La pasividad o indiferencia del Estado sólo ha traído
grandes sectores marginales sumergidos que se confrontan
con pequeños sectores de muy alta capitalización. Este desnivel
de la balanza tiene muy peligrosas consecuencias, no sólo
económicas, sino políticas.
Por cierto que el ideal sería que la prosperidad
y la justicia fueran el resultado natural de un proceso
económico producido mediante el libre juego de las fuerzas
económicas y sociales, pero esto no pasa de ser una vana
ilusión.
No
olvidemos que el consumidor no sólo sirve para comer. También
cree, ama, odia, sueña, llora canta y se equivoca, y nada
de esto está en las estadísticas.
Los países ricos, como los hombres ricos. comprenderán
que la verdadera fuerza no proviene de la posesión de la
riqueza, sino del bienestar que de ella se derive para los
desposeídos.
Sin
duda un Estado moderno debe trazar su política económica
y social sobre la base de una planificación.- En países
como el nuestro, de zonas tan diferentes en su desarrollo,
donde no existe un verdadero mercado competitivo, es absurdo
pretender aplicar una planificación meramente indicativa,
al estilo de la francesa, que tampoco se desentiende, tanto
como dicen, del proceso económico.
Asimismo, es posible que el Estado no necesite dirigir
la actividad privada cuándo actúan en el mercado el movimiento
de los precios como regulador de la conducta económica de
los individuos. Pero si los factores de distorsión intervienen
par impedir el juego de la competencia, no hay otro medio
que la acción del Estado para enmendarlos. Lo mismo cabe
decir en otras áreas de la actividad económica en las que
la iniciativa privada no actúa, o que por razones políticas
o de seguridad, no conviene que actúe libremente.
La
programación debe significar primordialmente el programa
de la transformación de la democracia política en democracia
social.

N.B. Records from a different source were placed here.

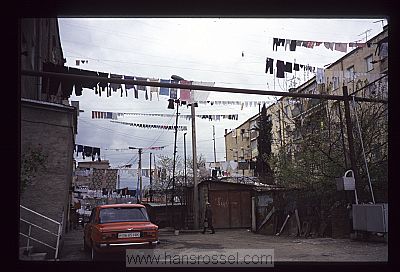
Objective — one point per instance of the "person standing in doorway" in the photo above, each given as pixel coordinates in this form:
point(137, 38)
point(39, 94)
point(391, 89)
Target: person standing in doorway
point(208, 219)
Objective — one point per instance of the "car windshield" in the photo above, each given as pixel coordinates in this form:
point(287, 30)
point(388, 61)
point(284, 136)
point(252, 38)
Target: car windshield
point(123, 214)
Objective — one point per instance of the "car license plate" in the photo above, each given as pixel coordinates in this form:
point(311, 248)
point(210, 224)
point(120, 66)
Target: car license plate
point(129, 235)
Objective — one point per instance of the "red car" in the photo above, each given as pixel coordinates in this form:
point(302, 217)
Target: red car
point(117, 227)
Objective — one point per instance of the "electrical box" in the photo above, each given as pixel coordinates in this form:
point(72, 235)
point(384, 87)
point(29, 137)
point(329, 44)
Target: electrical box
point(370, 217)
point(345, 183)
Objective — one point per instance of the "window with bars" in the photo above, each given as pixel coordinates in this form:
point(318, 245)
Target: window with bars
point(368, 63)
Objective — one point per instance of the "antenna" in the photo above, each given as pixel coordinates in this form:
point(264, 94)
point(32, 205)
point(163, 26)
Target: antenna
point(366, 34)
point(379, 21)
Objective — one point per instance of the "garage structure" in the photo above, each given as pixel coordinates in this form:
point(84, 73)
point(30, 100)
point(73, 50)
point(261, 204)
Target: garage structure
point(230, 203)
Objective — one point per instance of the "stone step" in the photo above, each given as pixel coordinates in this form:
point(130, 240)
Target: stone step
point(24, 251)
point(37, 256)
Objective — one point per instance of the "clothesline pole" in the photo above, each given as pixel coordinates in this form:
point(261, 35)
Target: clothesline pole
point(197, 87)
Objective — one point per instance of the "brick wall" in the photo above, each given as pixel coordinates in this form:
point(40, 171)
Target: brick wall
point(52, 128)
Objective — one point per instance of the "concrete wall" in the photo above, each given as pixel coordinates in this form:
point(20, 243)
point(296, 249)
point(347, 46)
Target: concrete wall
point(238, 148)
point(51, 127)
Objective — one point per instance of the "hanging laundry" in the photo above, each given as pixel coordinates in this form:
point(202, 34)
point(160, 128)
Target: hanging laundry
point(77, 83)
point(185, 93)
point(342, 47)
point(88, 150)
point(280, 66)
point(96, 151)
point(103, 86)
point(329, 45)
point(310, 44)
point(173, 92)
point(288, 67)
point(141, 87)
point(287, 43)
point(115, 86)
point(164, 90)
point(320, 76)
point(89, 83)
point(79, 150)
point(277, 42)
point(154, 90)
point(358, 45)
point(293, 44)
point(129, 86)
point(269, 65)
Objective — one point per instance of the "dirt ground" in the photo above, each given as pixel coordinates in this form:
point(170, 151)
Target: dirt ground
point(286, 249)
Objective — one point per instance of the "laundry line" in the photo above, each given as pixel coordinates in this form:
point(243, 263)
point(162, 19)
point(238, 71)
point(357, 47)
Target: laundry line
point(198, 87)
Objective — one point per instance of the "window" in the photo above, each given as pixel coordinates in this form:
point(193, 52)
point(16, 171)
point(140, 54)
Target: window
point(369, 64)
point(335, 82)
point(351, 74)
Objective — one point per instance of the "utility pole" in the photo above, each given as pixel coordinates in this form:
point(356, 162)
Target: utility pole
point(184, 154)
point(215, 154)
point(151, 182)
point(195, 185)
point(366, 34)
point(173, 169)
point(350, 139)
point(140, 174)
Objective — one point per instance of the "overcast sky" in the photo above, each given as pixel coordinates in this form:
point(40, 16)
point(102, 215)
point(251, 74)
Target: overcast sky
point(229, 52)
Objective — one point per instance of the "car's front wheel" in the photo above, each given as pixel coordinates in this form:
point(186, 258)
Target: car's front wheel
point(85, 246)
point(94, 255)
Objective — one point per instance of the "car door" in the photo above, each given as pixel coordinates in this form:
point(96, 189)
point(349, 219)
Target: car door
point(89, 227)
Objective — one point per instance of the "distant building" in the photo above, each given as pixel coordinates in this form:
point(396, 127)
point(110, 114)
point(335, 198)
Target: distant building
point(367, 66)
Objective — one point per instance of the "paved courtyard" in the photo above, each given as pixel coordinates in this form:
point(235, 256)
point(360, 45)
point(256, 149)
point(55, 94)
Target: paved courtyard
point(286, 249)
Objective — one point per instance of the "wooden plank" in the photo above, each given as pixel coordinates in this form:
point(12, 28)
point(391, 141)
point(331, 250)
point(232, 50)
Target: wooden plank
point(298, 221)
point(283, 225)
point(271, 212)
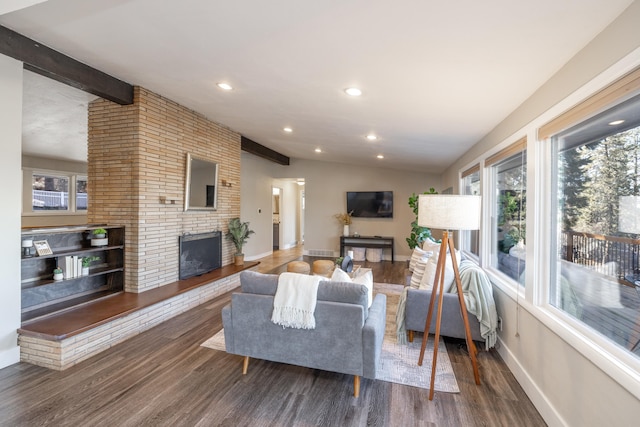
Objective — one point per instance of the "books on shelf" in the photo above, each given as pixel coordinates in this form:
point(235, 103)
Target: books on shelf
point(72, 266)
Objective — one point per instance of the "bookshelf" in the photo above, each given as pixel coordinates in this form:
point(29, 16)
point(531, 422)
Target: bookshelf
point(42, 295)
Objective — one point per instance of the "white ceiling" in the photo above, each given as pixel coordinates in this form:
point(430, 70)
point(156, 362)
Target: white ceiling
point(436, 76)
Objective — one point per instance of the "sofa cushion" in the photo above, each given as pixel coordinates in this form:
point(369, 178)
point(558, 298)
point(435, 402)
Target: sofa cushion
point(253, 282)
point(429, 276)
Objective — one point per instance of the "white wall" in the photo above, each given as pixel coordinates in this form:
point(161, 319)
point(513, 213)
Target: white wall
point(10, 174)
point(570, 380)
point(326, 185)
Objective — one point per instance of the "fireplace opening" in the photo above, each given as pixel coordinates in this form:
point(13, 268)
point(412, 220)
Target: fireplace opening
point(200, 253)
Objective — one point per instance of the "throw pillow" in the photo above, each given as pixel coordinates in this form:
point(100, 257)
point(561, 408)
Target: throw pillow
point(418, 272)
point(417, 255)
point(363, 279)
point(430, 272)
point(431, 246)
point(339, 275)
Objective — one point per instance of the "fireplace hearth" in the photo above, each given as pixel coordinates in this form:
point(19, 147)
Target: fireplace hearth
point(200, 253)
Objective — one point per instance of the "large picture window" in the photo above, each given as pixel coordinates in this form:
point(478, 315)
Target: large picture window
point(596, 265)
point(508, 206)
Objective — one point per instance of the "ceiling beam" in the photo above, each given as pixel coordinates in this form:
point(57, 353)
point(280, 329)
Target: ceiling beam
point(53, 64)
point(261, 151)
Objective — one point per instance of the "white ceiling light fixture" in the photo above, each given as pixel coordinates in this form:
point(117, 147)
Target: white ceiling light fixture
point(353, 91)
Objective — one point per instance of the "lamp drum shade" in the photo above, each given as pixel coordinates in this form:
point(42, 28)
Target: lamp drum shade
point(449, 211)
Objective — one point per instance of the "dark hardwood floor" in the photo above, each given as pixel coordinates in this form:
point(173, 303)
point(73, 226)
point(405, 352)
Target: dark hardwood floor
point(164, 377)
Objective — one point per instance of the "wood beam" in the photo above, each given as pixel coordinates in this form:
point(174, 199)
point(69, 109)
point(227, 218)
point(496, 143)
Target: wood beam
point(261, 151)
point(53, 64)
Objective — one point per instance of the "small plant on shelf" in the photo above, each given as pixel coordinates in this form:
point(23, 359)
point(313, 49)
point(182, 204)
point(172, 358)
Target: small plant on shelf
point(99, 237)
point(86, 261)
point(99, 233)
point(57, 273)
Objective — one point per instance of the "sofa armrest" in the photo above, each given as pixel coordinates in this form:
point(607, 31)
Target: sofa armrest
point(373, 335)
point(227, 324)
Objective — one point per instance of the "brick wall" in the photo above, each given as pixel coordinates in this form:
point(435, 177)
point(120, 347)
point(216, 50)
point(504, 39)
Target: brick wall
point(137, 155)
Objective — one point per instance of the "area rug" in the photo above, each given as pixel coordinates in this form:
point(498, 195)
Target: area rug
point(398, 363)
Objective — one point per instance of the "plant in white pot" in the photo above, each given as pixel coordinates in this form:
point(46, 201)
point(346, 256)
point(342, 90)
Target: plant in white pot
point(99, 237)
point(238, 233)
point(86, 262)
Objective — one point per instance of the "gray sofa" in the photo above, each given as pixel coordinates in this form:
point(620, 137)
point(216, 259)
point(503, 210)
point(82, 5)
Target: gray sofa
point(451, 324)
point(347, 338)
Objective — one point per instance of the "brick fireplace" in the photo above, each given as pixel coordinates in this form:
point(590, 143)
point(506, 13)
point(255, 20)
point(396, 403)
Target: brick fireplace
point(136, 169)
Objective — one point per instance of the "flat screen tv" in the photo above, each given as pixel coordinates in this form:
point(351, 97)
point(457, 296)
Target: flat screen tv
point(370, 204)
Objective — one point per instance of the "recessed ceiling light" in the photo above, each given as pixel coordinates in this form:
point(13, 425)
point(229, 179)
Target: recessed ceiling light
point(353, 91)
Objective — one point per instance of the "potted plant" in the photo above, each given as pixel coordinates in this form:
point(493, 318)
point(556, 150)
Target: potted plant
point(99, 237)
point(345, 220)
point(238, 233)
point(86, 262)
point(418, 234)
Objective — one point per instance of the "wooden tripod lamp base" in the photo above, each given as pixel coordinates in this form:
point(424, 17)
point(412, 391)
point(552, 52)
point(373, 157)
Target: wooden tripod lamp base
point(447, 212)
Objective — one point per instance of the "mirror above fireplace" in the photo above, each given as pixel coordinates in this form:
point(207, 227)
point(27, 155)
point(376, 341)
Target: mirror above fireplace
point(201, 189)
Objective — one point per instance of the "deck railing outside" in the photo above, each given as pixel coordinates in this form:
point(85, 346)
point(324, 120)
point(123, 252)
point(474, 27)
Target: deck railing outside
point(601, 252)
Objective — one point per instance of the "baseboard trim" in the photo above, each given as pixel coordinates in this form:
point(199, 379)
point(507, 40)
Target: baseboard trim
point(538, 398)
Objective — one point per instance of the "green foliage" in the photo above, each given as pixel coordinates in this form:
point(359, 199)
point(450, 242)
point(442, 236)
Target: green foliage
point(86, 261)
point(418, 234)
point(238, 233)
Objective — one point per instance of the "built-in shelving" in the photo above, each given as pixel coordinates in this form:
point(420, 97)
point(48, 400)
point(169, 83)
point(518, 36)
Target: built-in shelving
point(42, 295)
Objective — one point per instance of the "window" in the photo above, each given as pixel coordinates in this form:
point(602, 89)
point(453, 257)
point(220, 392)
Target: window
point(508, 205)
point(81, 193)
point(471, 186)
point(51, 190)
point(596, 258)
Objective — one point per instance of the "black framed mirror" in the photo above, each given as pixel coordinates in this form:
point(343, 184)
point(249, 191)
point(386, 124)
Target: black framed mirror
point(201, 189)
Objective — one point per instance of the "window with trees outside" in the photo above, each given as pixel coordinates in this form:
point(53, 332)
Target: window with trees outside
point(471, 186)
point(51, 190)
point(508, 172)
point(596, 259)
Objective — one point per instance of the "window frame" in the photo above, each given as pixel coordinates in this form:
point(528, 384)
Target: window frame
point(27, 202)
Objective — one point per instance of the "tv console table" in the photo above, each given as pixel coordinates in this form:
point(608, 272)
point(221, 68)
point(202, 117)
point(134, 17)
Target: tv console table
point(366, 242)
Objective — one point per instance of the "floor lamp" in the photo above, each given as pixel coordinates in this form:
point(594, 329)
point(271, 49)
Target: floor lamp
point(447, 212)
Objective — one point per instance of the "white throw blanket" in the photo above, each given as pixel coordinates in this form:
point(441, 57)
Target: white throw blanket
point(478, 297)
point(295, 301)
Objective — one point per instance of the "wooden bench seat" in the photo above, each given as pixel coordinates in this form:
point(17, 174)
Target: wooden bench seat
point(63, 339)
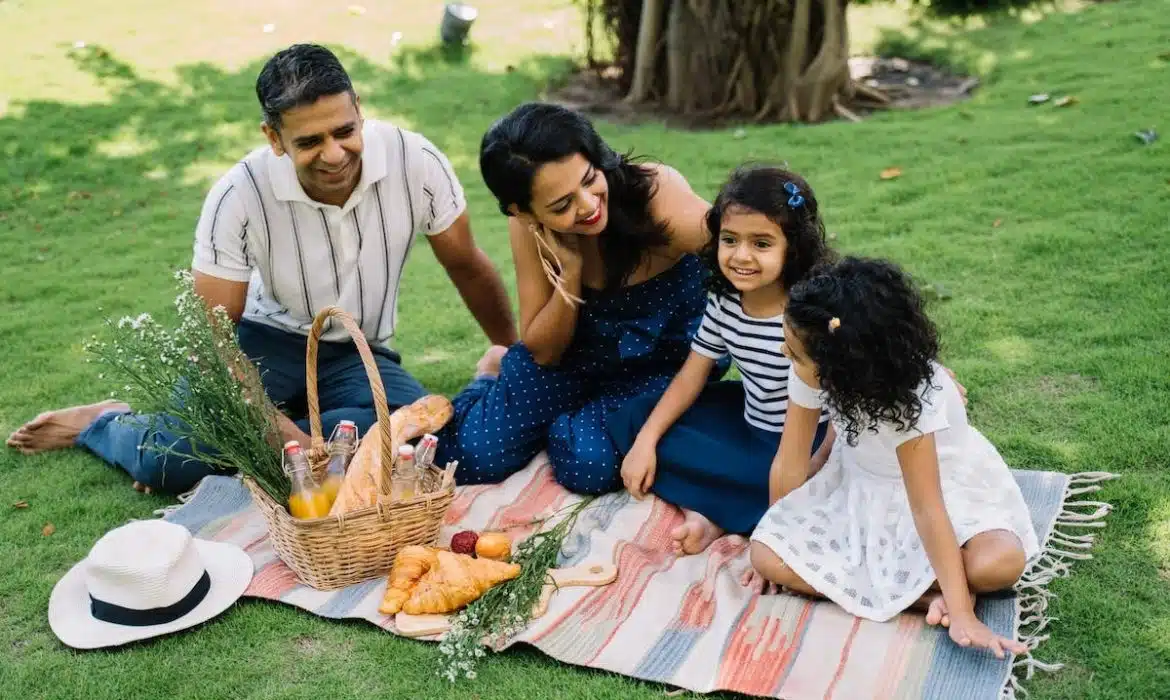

El Estado puede y debe alentar o desalentar la iniciativa
o el interés individual. Mediante el uso del impuesto y
del crédito puede hacer mucho, pero también puede expropiar
por razones de utilidad pública y aplicar las leyes penales
a los delincuentes económicos,
La
miseria, la enfermedad y la ignorancia, constituyen la oscura
trilogía desencadenante del caos o de la catástrofe. Debemos
usar, para combatirla, los instrumentos mas eficientes,
sin detenernos en discusiones académicas sobre ”estatismo”,
“libre empresa”, o individualismo”.Debemos usar lo que mas
convenga a la rapidez y eficiencia de la solución, pensando
siempre en el logro del bienestar general.
Debemos impulsar y promover la expansión y el desarrollo,
pero con el objetivo principal de la mejor distribución,
como meta decisiva del plan de acción. El desarrollo sin
el complemento de una justa distribución de la riqueza,
puede acentuar el desequilibrio entre los sectores mas ricos
y el de los pobres.
Es decir, contra lo que postulaba el liberalismo
económico, al Estado le cabe un papel cada vez más importante
en la regulación o programación del proceso económico y
social. Esto no es empecinamiento ideológico, sino readaptación
a la realidad, mediante un PROGRESISTA PRAGMATISMO.
Es
que la verdad, como siempre huye de los absolutos.
Esto
en materia política y económica es aún mas evidente. Ni
“estatismo”, ni”libre empresa”, son instrumentos excluyentes.
Uno y otro pueden ser aptos para emplearse de acuerdo a
la oportunidad y a las características del problema a resolver.
Un sano e inteligente “pragmatismo”debe substituir a los
estériles y anacrónicos enfrentamientos entre los ideólogos
capitalistas y los estatistas, que intentan meter al mundo
en uno de los dos casilleros.
Sólo
la democracia, que no es una fórmula política, sino una
realización de antropología filosófica, admite al hombre
“responsable”y “libre”, como principal protagonista. El
hombre tuvo y tiene hambre, miedo,amor, odio, ilusiones
y deseperanzas. A veces lo invade, hoy como antes, la angiustia
del “para qué”y el “porqué”de su existencia.
Nota de la redacción:
10–2-1965- recordamos la fecha de
este documento notable, que parece realizado hoy.